Dynamical behaviors of the HH model when \(g_{{\text {Na}}}\) = 120 mS/cm\({}^2\). a The bifurcations of HH model. The red solid and black dashed curves represent the stable equilibrium and unstable equilibrium respectively. The green solid and blue dashed curves represent the maximum and minimum value of the stable and unstable limit cycle, respectively; The labels subH, supH, and LPC represent the subcritical Hopf, supercritical Hopf, and saddle node of limit cycle bifurcation points respectively. b The subthreshold oscillations evoked from the resting state for I = 2 \(\mu \)A/cm\({}^2\); c Changes of firing frequency with respect to I; d Spike trains of spiking when I = 6.28 \(\mu \)A/cm\({}^2\)

The left stable focus corresponds to the resting state. After a small perturbation to the resting state for I = 2 \(\mu \)A/cm\({}^2\), damping subthreshold oscillations with an intrinsic frequency about 71.84 Hz (the period of subthreshold oscillations is about 13.92 ms) appears, as demonstrated in Fig. 17b.

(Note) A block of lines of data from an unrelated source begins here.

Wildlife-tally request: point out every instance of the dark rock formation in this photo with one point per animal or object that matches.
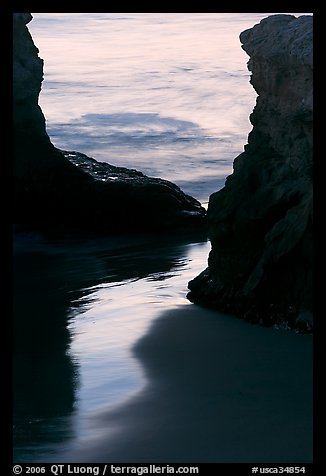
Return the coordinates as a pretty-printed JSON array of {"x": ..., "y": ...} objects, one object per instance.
[
  {"x": 260, "y": 223},
  {"x": 53, "y": 188}
]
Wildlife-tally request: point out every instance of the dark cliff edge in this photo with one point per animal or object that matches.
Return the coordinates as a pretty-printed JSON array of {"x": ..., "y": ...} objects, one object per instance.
[
  {"x": 260, "y": 223},
  {"x": 69, "y": 191}
]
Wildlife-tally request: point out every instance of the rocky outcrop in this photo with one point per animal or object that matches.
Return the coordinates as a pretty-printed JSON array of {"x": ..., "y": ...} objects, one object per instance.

The stable limit cycle corresponds to spiking behavior. The change of firing frequency with respect to I is shown in Fig. 17c (Insert is the enlargement near LPC point). Near the LPC point, the firing exhibits a non-zero but nearly fixed frequency (\(\sim \)50.26 Hz), implying that HH model is type II excitable system, which is different from the Leech model which shows type I excitability (Fig. 4b of the main text). The firing frequency manifests a slow changing trend with increasing I. For example, the firing frequency is from \(\sim \)50.26 Hz for I = 6.26422 \(\mu \)A/cm\({}^2\) to 70 Hz for I = 10.7196 \(\mu \)A/cm\({}^2\). When I = 6.28 \(\mu \)A/cm\({}^2\), the period of firing is about 19.37 ms and the frequency is about 51.63 Hz. The spike trains for I = 6.28 \(\mu \)A/cm\({}^2\) is shown in Fig. 17d.

Fig. 18

a Two-parameter bifurcation and codimension-2 bifurcation of HH model in (I, \(g_{{\text {Na}}}\)) plane. The red dashed, red solid, and blue solid curves represent the subcritical Hopf bifurcation (subH) curve, supercritical Hopf bifurcation (supH) curve, and fold bifurcation (LPC) of limit cycle, respectively. The black triangle represents the codimension-2 bifurcation point, a generalized Hopf (GH) bifurcation point; b Enlargement of a near the codimension-2 bifurcation point

Compared with the one-parameter bifurcation of Leech model shown in Fig. 5 of the main text, two important distinctions can be found. One is that the firing terminates via a big homoclinic orbit bifurcation (BHom) for the Leech model while via a fold bifurcation of limit cycle (LPC) for the HH model, which results in zero frequency for the firing near BHom point of the Leech model and non-zero frequency but a near fixed frequency near LPC point of the HH model. The other is that the LPC and subH is connected by the unstable limit cycle in the HH model, which is different from that no connections appear between the BHom and SubH2 of the Leech model (Fig. 5 in the main text).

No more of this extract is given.